The lightning started a fire in the hills. For hours it seemed covert and unlikely, signaling at great intervals as a struck log, he guessed, was fanned intermittently. But eventual gusts drove it into the brush, and then it woke up and raced around with the breezes until on the tindery hillside a riot of flames was under way.

He crouched beside his sleeping bag over the lantern and got it lit, pulled on his boots, broke down his A-frame and weighted the tarp, flattened on the ground, at its corners — with his bag, his rifle, a rock, a chunk of firewood — but he set the lamp aside and worked beyond the perimeter of its light, because he needed both hands. He walked the garden, tore out each plant and beat it viciously against the earth, clearing the rootwork of clots, and lay each across the plastic. The tarp, ten by twenty feet, barely accommodated this premature harvest. He rolled the tarp up from one end as tightly as he could, appreciating sadly that he was producing, in fact, one gigantic mother of a joint. Ten feet long and two yards in diameter and weighing above a hundred pounds, laced around with yellow nylon rope. He cached it behind the spring box and sprinkled its blue bulk with bits of manzanita and rhododendron. By now it was well past dawn, by now the atmosphere to the east was full of brown smoke and carried a noise like a distant locomotive. Two spotter planes, small Cessnas, plied the sky like fish in a tank.

September 22–24, 1990

Shortly after ten o’clock in the morning, Meadows stood finishing a can of Colt.45 in the grave site behind the Gualala Lutheran Church. The chapel and its residence were fifties-era buildings, both of them, though out back on a bluff which, but for evergreens, would have looked down a short drop onto the Gualala Safeway, lay this little inexplicable fenced plot of graves from the turn of the century. One of the saddest and most satisfying places he’d ever stood in.
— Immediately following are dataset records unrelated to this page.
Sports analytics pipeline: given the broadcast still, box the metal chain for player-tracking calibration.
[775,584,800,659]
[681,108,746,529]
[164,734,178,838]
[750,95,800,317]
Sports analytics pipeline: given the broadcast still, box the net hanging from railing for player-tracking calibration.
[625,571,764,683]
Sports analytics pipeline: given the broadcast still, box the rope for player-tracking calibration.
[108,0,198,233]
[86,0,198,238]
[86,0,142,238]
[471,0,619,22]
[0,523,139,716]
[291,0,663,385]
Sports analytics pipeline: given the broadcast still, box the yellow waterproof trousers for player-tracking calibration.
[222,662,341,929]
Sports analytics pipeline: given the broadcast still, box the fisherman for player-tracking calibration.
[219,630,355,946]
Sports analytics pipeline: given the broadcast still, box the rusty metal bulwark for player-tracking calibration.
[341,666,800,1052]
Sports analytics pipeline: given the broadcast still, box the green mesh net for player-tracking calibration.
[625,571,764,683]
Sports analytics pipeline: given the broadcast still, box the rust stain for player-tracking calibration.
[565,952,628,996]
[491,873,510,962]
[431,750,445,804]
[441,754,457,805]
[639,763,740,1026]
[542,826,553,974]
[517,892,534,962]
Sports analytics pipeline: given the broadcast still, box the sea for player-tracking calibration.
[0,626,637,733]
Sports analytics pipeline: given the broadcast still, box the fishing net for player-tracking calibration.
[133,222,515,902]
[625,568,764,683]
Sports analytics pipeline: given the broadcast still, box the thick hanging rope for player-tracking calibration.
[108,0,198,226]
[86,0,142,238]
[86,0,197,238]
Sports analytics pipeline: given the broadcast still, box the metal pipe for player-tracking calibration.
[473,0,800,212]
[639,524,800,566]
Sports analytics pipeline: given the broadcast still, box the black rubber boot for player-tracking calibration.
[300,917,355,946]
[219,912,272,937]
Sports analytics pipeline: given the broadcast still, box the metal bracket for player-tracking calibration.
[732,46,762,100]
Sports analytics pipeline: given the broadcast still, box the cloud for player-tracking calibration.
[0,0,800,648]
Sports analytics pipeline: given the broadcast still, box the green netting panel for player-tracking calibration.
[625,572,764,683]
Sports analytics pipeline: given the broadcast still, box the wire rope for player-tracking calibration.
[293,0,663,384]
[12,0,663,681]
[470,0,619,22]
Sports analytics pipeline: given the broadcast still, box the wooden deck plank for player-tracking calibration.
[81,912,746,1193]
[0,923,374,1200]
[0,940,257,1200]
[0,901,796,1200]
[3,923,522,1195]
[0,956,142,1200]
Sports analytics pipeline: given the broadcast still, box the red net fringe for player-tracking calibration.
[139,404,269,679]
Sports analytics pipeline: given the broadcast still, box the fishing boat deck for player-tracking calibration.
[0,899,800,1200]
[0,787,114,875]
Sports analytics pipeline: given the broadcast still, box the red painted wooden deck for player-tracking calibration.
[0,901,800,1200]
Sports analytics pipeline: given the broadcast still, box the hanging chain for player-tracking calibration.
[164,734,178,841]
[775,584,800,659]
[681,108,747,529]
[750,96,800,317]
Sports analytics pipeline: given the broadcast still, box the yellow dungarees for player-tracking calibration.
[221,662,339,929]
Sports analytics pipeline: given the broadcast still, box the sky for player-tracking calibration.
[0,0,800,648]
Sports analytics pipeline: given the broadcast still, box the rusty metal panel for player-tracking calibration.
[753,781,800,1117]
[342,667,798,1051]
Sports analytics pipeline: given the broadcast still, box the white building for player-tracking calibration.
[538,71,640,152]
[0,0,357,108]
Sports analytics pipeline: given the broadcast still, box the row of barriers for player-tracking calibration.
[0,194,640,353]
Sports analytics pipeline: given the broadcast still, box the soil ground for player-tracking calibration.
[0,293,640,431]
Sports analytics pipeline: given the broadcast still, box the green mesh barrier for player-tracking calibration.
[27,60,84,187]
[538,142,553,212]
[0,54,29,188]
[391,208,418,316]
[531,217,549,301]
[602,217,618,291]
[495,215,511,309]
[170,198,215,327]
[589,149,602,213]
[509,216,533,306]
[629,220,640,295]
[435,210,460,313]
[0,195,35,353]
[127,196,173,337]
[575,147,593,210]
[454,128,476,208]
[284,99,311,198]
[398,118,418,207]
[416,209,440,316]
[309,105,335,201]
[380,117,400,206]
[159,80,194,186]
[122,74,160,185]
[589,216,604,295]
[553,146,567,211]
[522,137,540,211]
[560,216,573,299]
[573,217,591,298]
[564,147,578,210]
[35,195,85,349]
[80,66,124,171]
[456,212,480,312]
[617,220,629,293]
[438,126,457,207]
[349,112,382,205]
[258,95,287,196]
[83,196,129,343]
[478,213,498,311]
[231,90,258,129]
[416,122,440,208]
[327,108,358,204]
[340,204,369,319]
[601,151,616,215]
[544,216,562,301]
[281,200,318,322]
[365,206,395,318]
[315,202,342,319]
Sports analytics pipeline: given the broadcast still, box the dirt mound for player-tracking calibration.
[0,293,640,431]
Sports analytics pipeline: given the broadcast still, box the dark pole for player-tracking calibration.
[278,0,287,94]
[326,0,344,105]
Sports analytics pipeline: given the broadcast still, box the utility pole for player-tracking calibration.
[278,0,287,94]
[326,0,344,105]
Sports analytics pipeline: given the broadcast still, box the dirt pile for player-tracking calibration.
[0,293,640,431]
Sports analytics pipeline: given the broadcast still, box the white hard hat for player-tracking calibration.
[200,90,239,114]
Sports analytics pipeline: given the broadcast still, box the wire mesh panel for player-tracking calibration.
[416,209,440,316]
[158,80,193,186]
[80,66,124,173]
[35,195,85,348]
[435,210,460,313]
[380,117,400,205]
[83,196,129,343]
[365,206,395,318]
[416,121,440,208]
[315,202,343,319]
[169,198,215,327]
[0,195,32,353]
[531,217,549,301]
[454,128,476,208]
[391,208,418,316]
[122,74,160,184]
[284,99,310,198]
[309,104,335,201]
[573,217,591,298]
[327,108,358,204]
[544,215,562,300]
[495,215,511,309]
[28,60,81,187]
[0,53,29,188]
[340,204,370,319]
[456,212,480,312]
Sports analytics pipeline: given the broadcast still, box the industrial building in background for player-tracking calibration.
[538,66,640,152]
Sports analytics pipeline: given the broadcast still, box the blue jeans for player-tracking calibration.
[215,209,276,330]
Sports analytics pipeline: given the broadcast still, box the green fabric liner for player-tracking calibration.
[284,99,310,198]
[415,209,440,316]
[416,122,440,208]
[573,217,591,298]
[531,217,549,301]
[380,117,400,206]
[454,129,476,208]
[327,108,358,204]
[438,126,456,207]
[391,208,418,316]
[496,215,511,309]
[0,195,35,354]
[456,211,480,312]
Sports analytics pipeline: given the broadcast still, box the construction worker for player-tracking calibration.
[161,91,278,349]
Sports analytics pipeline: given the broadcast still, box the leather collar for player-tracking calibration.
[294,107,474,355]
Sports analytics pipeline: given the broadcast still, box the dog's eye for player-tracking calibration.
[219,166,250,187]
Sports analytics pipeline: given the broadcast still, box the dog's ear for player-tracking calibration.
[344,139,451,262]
That it probably belonged to the Lutheran churchyard was news to him. He’d come on it from below, climbing up here one day to watch — was it fireworks? — something out over the sea. He couldn’t remember. Now he’d stumbled onto them again, these seven wooden markers, not crosses, but listing and reeling blades of cedar too weathered to be legible.

Today his awareness fixed itself toward the upward slope, toward the two Lutheran buildings. The daughter would be at school. But Mrs.

Connor ran a bookshop that didn’t open till eleven or so. He waited among the graves until he heard her car fire up and get away, and then walked around the church’s left side, the side farthest from the residence.

None of the churches had any size to them in these parts. This one was no larger than the one he’d blundered into and out of in West Point.

He tried the front doors. Locked tight. He went to the building’s corner and saw no cars in the open garage.

The door to the residence opened, and the reverend called, “I’m over here! Hi!”

Clarence lifted his hand in a tentative greeting as he hiked the long porch.

“Good morning!”

“I’m Clarence Meadows.”

“Of course, of course — Clarence. Come in.” Reverend Connor, though at home, looked dressed for business in a western shirt and string necktie and dark slacks, his paunch divided by a wide rawhide belt and buckled fiercely with a Stetson buckle. Meadows knew him to have come from Buffalo, or maybe Albany. “I’m afraid we’ve got fire in the county,” he said.

“I’d say so.”

“It’s a shame.” For a few seconds he studied Clarence’s face. “Is that LP land over there? It’s due east, isn’t it?”

“Georgia Pacific.”

The minister shut the door behind them and led the way to the living room. “What a waste. And it’s mostly blowing east?”

“I haven’t heard.”

“I heard it was. I guess we’re spared, but what a terrible, terrible shame. But it was lightning. What can you say to that? Sit. Sit. Would you like some tea?”

Clarence sat on the couch and said. “You know me. Of me.” The Reverend Connor seated himself in a leather easy chair and continued looking Meadows over, openly puzzled. “Well, of course I know you, did you expect me to forget? You helped Cassandra when she hit that poor sheep.” The minister had a teenage daughter, unlucky behind the wheel more often than just the once, and a beautiful dark-haired wife who seemed entirely nice but to whom Meadows, on nothing but a hunch, attributed the Reverend’s secret apostasy.